The inventors have recognized that various challenges can arise during engineering new biological molecules, such as proteins and nucleic acids (e.g., messenger RNA (mRNA)), particularly because of the high number of possible combinations of nucleoside and amino acid residues (subunits) that can form biological sequences, and the limited understanding of how changes to specific positions in a biological sequence impact overall functionality of a resulting biological molecule associated with the biological sequence. For example, in the context of protein engineering, there are 20 possible amino acids that could be located at each residue site and considering the impact of possible mutations to an existing amino acid sequence becomes more complex as the number of mutations grows because the number of amino acid combinations increases exponentially with the number of mutations. In addition, a protein may have critical residue sites which, if mutated, may impact the structural and/or functional integrity of the protein. A protein may also have residue sites that compensate for amino acid substitutions at other residues, diminishing or otherwise altering the effect of those amino acid substitutions. These additional relationships between protein structure and functionality can lead to further challenges when engineering new proteins, particularly if such relationships are generally unknown.
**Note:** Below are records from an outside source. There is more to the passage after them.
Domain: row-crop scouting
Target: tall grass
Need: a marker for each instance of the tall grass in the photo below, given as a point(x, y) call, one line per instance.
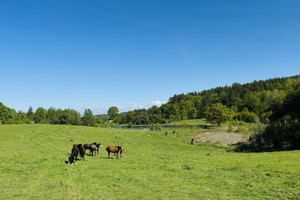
point(155, 166)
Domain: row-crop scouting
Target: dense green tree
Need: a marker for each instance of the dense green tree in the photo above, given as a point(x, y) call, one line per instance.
point(218, 113)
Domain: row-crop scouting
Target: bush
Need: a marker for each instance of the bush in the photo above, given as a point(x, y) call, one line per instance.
point(230, 128)
point(155, 127)
point(278, 135)
point(247, 116)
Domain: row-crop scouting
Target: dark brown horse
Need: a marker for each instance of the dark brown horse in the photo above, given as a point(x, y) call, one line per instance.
point(115, 150)
point(122, 153)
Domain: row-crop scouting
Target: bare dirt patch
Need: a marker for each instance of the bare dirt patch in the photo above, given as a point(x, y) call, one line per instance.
point(223, 138)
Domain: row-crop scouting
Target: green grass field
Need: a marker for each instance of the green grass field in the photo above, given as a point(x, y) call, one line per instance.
point(155, 166)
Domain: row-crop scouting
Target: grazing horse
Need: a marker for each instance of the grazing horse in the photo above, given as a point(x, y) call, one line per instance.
point(93, 148)
point(114, 149)
point(81, 150)
point(98, 145)
point(88, 146)
point(73, 156)
point(122, 153)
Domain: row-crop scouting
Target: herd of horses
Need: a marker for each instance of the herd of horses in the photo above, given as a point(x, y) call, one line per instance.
point(79, 149)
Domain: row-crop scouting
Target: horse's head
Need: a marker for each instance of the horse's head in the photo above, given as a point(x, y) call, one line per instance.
point(122, 153)
point(99, 145)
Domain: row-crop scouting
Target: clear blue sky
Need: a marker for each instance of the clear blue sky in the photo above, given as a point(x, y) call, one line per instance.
point(131, 54)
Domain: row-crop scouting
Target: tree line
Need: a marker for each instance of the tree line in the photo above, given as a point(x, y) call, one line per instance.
point(47, 116)
point(251, 102)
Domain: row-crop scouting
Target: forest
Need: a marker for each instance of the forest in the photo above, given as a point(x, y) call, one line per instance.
point(274, 102)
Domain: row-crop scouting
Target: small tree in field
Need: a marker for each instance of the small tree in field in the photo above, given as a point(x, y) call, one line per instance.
point(88, 118)
point(112, 112)
point(218, 113)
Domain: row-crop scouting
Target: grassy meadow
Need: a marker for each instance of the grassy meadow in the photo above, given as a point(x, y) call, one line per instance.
point(156, 165)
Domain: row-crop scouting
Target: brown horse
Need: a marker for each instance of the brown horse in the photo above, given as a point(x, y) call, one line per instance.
point(122, 153)
point(115, 150)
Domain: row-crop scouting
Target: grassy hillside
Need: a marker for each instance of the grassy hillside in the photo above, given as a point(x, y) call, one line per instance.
point(155, 166)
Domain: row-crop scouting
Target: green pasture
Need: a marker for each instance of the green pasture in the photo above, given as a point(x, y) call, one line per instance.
point(156, 165)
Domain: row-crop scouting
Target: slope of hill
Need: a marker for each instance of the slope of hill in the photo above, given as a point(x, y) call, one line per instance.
point(155, 166)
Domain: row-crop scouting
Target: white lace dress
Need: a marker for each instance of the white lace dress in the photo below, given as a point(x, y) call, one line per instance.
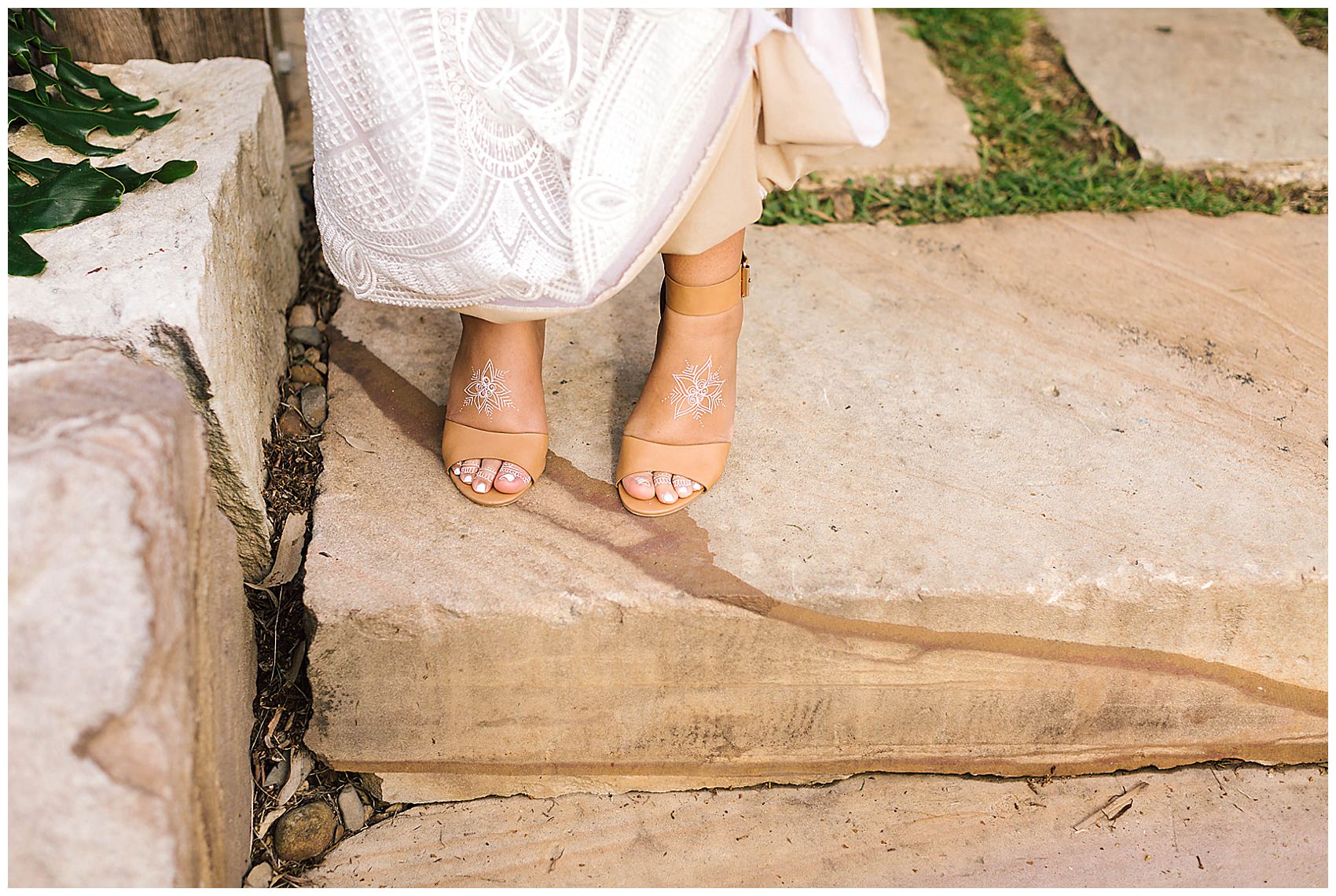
point(527, 163)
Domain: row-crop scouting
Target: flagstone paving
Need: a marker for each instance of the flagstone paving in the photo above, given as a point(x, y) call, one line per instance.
point(1198, 88)
point(930, 131)
point(1008, 496)
point(1191, 827)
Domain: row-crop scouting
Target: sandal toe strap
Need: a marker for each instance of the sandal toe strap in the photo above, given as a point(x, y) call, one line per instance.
point(700, 462)
point(527, 450)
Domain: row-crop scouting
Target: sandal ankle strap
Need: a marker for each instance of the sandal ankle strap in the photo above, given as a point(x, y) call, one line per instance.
point(699, 301)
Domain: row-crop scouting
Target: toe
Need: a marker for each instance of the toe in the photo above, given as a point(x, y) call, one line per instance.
point(511, 479)
point(486, 473)
point(639, 485)
point(663, 487)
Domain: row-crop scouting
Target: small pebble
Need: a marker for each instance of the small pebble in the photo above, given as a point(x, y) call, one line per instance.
point(351, 808)
point(305, 374)
point(314, 405)
point(303, 832)
point(278, 775)
point(301, 315)
point(306, 336)
point(290, 424)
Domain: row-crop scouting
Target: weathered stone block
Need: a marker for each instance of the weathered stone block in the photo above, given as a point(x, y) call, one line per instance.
point(1229, 90)
point(131, 653)
point(193, 275)
point(1006, 496)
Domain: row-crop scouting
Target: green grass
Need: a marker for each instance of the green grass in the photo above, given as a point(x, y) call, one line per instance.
point(1044, 146)
point(1309, 26)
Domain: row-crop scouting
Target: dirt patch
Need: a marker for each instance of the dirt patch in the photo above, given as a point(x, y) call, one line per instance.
point(282, 625)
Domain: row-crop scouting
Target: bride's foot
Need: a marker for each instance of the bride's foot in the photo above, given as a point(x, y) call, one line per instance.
point(496, 385)
point(688, 397)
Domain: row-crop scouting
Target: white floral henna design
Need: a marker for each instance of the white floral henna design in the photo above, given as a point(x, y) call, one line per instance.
point(698, 390)
point(486, 390)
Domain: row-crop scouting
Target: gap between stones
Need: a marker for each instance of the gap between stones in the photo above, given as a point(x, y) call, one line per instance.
point(282, 625)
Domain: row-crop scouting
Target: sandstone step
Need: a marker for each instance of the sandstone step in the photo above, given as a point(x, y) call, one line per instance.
point(131, 651)
point(1008, 496)
point(930, 130)
point(1206, 88)
point(194, 275)
point(1195, 827)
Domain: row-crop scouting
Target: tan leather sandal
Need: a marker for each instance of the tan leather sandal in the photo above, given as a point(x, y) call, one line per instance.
point(700, 462)
point(527, 450)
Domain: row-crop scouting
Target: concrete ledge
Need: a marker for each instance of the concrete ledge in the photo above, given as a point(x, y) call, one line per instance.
point(1073, 519)
point(193, 275)
point(131, 653)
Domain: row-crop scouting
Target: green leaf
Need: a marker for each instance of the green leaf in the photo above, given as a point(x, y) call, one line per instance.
point(39, 168)
point(63, 124)
point(167, 173)
point(79, 76)
point(78, 193)
point(23, 259)
point(129, 178)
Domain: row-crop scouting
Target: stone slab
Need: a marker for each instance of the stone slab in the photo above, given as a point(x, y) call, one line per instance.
point(1191, 827)
point(131, 655)
point(196, 275)
point(1206, 88)
point(930, 131)
point(1072, 517)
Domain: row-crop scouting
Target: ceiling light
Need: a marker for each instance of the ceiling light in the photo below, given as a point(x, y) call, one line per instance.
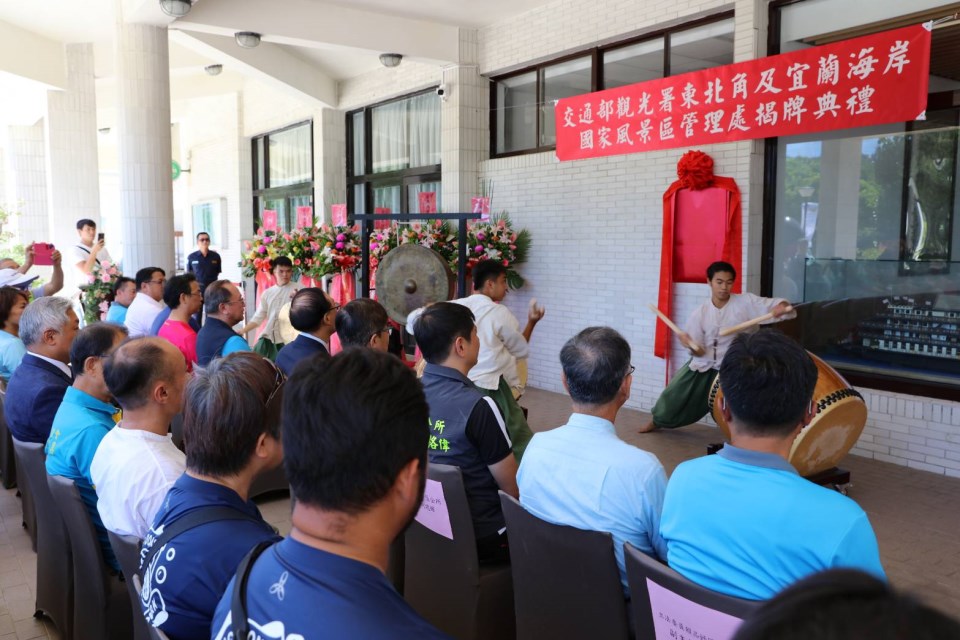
point(247, 39)
point(390, 59)
point(176, 8)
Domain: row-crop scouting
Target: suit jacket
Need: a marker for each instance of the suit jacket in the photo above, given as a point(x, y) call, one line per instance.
point(301, 348)
point(34, 394)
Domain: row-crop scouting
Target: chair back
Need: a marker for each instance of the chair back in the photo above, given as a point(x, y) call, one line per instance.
point(127, 550)
point(555, 566)
point(443, 579)
point(658, 593)
point(54, 587)
point(97, 609)
point(8, 463)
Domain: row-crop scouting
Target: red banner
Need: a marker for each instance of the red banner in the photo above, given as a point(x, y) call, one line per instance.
point(876, 79)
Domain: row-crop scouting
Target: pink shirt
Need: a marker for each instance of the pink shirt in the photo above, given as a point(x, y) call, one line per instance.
point(182, 337)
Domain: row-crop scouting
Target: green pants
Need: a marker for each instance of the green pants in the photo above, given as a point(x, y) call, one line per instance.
point(517, 427)
point(684, 401)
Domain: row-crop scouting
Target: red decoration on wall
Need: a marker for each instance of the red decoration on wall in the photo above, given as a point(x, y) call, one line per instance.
point(702, 217)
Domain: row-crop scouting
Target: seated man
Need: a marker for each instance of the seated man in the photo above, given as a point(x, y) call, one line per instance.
point(84, 418)
point(581, 474)
point(466, 428)
point(224, 306)
point(183, 297)
point(124, 291)
point(355, 437)
point(363, 323)
point(36, 388)
point(147, 303)
point(137, 463)
point(743, 522)
point(231, 429)
point(312, 313)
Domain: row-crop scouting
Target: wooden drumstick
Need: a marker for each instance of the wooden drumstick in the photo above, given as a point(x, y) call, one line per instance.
point(750, 323)
point(673, 327)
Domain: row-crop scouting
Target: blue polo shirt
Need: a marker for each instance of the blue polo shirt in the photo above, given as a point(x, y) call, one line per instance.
point(746, 524)
point(582, 475)
point(297, 591)
point(187, 577)
point(80, 424)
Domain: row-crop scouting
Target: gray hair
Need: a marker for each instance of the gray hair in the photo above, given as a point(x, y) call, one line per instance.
point(43, 314)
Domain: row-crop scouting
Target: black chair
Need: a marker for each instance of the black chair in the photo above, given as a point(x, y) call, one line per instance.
point(8, 462)
point(566, 580)
point(54, 559)
point(443, 579)
point(692, 610)
point(127, 550)
point(101, 605)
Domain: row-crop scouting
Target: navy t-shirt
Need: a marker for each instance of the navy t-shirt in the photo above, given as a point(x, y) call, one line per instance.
point(297, 591)
point(187, 577)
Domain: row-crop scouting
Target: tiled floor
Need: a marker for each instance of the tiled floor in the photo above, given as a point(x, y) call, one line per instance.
point(916, 516)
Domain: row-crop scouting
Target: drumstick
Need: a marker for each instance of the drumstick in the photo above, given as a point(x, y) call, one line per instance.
point(749, 323)
point(673, 327)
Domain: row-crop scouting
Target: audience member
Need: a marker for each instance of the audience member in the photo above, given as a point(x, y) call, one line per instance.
point(466, 428)
point(147, 303)
point(231, 429)
point(363, 323)
point(183, 297)
point(581, 474)
point(743, 522)
point(312, 313)
point(36, 388)
point(224, 306)
point(355, 436)
point(124, 291)
point(84, 418)
point(268, 312)
point(12, 303)
point(137, 463)
point(841, 604)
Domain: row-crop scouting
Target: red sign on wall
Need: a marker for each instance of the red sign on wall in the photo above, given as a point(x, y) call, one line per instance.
point(876, 79)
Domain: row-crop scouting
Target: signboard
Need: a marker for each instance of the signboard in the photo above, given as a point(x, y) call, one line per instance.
point(875, 79)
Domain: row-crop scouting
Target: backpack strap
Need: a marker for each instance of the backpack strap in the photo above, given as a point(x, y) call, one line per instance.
point(238, 599)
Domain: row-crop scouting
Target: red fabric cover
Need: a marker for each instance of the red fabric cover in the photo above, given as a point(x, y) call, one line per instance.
point(692, 238)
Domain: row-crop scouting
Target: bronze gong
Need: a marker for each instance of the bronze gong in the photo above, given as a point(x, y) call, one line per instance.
point(412, 276)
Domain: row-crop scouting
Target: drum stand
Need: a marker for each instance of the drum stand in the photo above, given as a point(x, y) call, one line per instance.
point(833, 478)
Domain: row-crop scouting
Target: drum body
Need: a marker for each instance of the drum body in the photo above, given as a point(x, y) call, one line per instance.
point(836, 427)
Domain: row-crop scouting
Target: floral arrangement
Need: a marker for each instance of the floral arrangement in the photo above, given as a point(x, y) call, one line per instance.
point(98, 292)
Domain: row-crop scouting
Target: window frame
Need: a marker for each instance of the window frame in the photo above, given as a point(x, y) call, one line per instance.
point(596, 84)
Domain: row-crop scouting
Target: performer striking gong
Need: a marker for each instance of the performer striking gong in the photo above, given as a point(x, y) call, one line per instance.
point(684, 401)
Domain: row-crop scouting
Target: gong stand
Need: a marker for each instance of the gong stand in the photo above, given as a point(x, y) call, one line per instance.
point(366, 221)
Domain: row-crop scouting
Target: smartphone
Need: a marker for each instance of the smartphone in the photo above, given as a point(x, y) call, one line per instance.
point(43, 253)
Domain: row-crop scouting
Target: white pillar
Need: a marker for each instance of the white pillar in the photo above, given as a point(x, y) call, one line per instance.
point(73, 186)
point(143, 116)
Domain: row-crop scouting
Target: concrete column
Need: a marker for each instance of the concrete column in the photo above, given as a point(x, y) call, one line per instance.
point(73, 186)
point(143, 118)
point(464, 125)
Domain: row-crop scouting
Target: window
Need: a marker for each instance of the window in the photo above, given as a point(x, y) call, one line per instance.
point(283, 173)
point(522, 103)
point(394, 155)
point(864, 227)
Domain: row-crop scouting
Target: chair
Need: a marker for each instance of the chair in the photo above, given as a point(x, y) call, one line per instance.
point(155, 634)
point(127, 550)
point(657, 591)
point(54, 560)
point(566, 582)
point(8, 463)
point(443, 579)
point(101, 606)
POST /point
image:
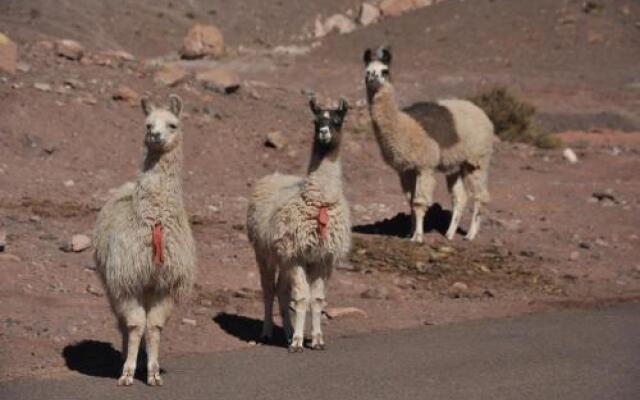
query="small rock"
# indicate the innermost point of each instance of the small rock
(458, 289)
(394, 8)
(23, 67)
(8, 55)
(125, 93)
(116, 55)
(221, 80)
(77, 244)
(43, 87)
(170, 76)
(3, 240)
(574, 256)
(9, 257)
(74, 83)
(570, 155)
(595, 38)
(489, 293)
(276, 140)
(369, 14)
(379, 293)
(88, 99)
(206, 303)
(592, 6)
(94, 291)
(69, 49)
(344, 312)
(201, 41)
(339, 23)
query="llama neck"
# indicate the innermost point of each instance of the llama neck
(384, 113)
(324, 177)
(159, 185)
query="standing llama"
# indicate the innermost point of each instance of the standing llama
(454, 137)
(300, 229)
(144, 248)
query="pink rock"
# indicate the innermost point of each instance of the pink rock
(8, 55)
(201, 41)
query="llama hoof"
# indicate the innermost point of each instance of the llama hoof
(265, 339)
(417, 239)
(317, 343)
(296, 345)
(470, 237)
(125, 380)
(154, 380)
(295, 349)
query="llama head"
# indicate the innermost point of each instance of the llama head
(377, 67)
(162, 124)
(328, 123)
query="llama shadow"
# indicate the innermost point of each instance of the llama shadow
(437, 219)
(101, 359)
(248, 329)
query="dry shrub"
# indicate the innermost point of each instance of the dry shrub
(514, 119)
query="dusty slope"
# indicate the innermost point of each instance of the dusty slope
(48, 298)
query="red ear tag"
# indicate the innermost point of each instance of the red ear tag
(158, 257)
(323, 222)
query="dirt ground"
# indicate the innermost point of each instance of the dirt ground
(557, 234)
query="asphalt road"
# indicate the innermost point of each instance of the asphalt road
(577, 354)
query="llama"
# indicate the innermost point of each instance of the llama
(454, 137)
(145, 252)
(300, 229)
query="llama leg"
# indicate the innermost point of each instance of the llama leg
(408, 183)
(159, 311)
(134, 318)
(284, 294)
(300, 304)
(422, 200)
(318, 295)
(459, 200)
(268, 283)
(478, 181)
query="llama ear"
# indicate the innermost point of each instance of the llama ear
(175, 105)
(367, 56)
(147, 105)
(314, 106)
(343, 107)
(384, 54)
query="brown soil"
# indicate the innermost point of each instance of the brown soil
(579, 69)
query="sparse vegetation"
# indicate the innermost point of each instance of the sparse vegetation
(514, 119)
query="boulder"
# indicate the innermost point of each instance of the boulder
(69, 49)
(221, 80)
(125, 93)
(8, 55)
(202, 41)
(368, 15)
(339, 23)
(170, 76)
(276, 140)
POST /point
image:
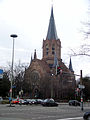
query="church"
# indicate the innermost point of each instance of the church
(42, 74)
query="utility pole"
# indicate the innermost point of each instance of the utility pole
(81, 90)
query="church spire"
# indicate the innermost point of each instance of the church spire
(35, 55)
(55, 60)
(70, 66)
(52, 33)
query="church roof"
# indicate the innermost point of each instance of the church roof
(52, 33)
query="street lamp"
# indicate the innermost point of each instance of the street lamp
(13, 36)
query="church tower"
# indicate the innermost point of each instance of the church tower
(52, 45)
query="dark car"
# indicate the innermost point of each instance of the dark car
(74, 103)
(49, 103)
(86, 116)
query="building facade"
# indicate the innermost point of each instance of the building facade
(41, 75)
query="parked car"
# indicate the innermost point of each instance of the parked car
(17, 101)
(74, 103)
(49, 103)
(86, 116)
(1, 99)
(27, 102)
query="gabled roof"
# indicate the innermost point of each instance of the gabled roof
(52, 33)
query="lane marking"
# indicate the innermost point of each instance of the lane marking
(75, 118)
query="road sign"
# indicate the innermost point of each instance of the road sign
(81, 86)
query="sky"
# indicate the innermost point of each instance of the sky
(29, 19)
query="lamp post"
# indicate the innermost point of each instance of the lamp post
(13, 36)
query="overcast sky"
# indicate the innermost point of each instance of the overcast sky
(29, 19)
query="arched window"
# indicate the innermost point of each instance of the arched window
(53, 49)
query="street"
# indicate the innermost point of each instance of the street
(38, 112)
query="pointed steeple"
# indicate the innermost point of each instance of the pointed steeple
(52, 33)
(70, 66)
(55, 60)
(31, 59)
(35, 55)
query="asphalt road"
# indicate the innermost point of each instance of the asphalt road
(38, 112)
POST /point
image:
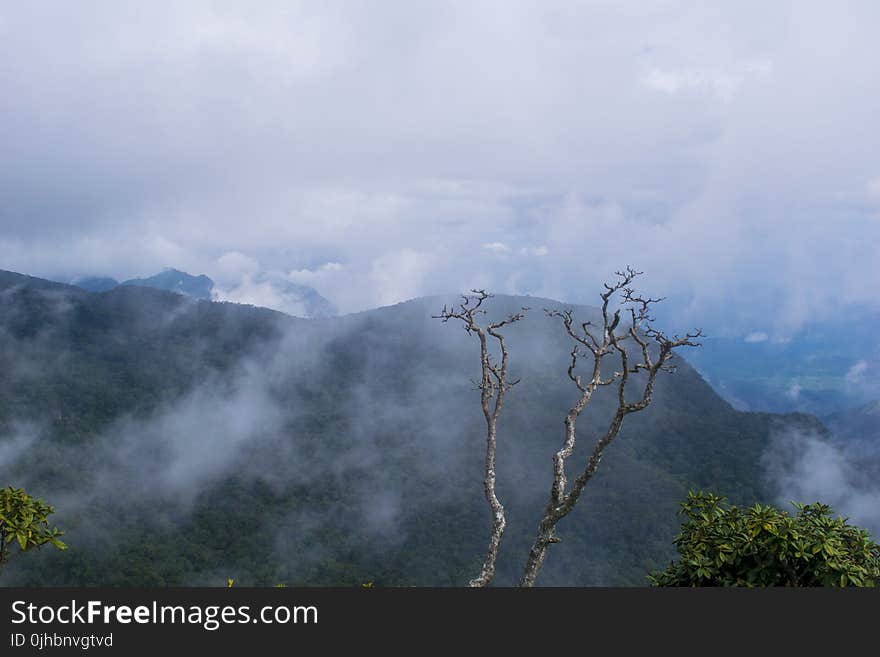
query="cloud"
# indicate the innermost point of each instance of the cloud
(497, 247)
(856, 373)
(804, 467)
(725, 151)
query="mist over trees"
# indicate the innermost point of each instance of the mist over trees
(334, 451)
(598, 342)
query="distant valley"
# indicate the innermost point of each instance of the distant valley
(184, 441)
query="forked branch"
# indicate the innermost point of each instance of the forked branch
(598, 343)
(493, 387)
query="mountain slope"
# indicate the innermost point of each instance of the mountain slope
(185, 441)
(173, 280)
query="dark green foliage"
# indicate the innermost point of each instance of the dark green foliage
(724, 545)
(24, 524)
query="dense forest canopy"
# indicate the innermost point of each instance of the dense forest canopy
(185, 441)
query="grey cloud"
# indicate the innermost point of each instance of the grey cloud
(729, 152)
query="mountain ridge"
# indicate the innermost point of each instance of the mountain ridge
(336, 451)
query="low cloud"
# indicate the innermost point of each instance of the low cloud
(856, 373)
(806, 467)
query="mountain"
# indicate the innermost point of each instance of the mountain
(822, 368)
(96, 283)
(266, 289)
(184, 441)
(857, 426)
(173, 280)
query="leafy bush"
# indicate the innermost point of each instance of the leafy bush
(24, 521)
(723, 545)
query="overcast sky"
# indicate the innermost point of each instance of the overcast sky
(379, 151)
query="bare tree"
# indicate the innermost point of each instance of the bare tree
(493, 385)
(597, 343)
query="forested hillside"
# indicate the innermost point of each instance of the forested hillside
(185, 441)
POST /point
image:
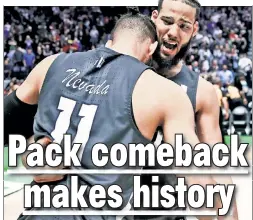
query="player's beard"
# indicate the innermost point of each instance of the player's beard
(162, 63)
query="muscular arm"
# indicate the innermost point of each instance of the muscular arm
(20, 106)
(207, 120)
(160, 102)
(29, 91)
(208, 129)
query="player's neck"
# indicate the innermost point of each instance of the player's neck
(173, 71)
(124, 49)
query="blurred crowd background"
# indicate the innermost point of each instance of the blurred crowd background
(221, 52)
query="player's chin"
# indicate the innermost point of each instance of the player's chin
(166, 52)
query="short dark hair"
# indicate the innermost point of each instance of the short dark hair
(137, 22)
(193, 3)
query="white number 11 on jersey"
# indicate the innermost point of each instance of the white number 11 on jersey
(87, 112)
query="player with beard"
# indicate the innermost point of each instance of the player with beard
(177, 23)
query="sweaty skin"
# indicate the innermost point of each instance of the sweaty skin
(173, 108)
(176, 24)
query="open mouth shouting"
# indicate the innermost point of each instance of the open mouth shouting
(169, 48)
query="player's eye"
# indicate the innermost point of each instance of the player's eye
(184, 26)
(167, 22)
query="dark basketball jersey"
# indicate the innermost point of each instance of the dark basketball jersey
(188, 80)
(89, 96)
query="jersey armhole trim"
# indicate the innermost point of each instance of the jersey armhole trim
(48, 71)
(131, 112)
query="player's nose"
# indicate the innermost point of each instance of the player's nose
(173, 32)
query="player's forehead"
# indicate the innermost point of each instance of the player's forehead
(178, 9)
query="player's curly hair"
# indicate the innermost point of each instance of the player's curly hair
(193, 3)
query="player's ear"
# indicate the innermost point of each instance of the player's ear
(152, 48)
(154, 15)
(195, 28)
(108, 44)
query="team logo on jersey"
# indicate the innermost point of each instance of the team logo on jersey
(74, 82)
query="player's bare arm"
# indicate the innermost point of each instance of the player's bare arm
(29, 91)
(207, 117)
(173, 112)
(207, 122)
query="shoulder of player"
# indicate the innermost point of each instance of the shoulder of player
(40, 70)
(206, 94)
(161, 83)
(165, 91)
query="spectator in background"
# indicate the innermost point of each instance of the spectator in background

The inventors have recognized that conventional techniques for generating new functional biological macromolecules and for manufacturing biological molecules are limited in both their ability to: (1) consider a variety of possible substitutions of subunits (e.g., amino acids, nucleosides) within biological sequences; and (2) select biological sequences that can be manufactured. In particular, some conventional techniques may engineer biological sequences by restricting the location and number of mutations made in comparison with wildtype to maintain the overall structural integrity of a biological molecule having the biological sequence. This substantially limits the scope of which biological sequences are considered for a particular application and, thus, inhibits development of biological molecules for that application. Additionally, some conventional techniques may identify many possible biological sequences, but only some of those sequences may be functional as biological molecules, in large part because it may not be possible to predict the impact of certain substitutions on a biological molecule's secondary and tertiary structures.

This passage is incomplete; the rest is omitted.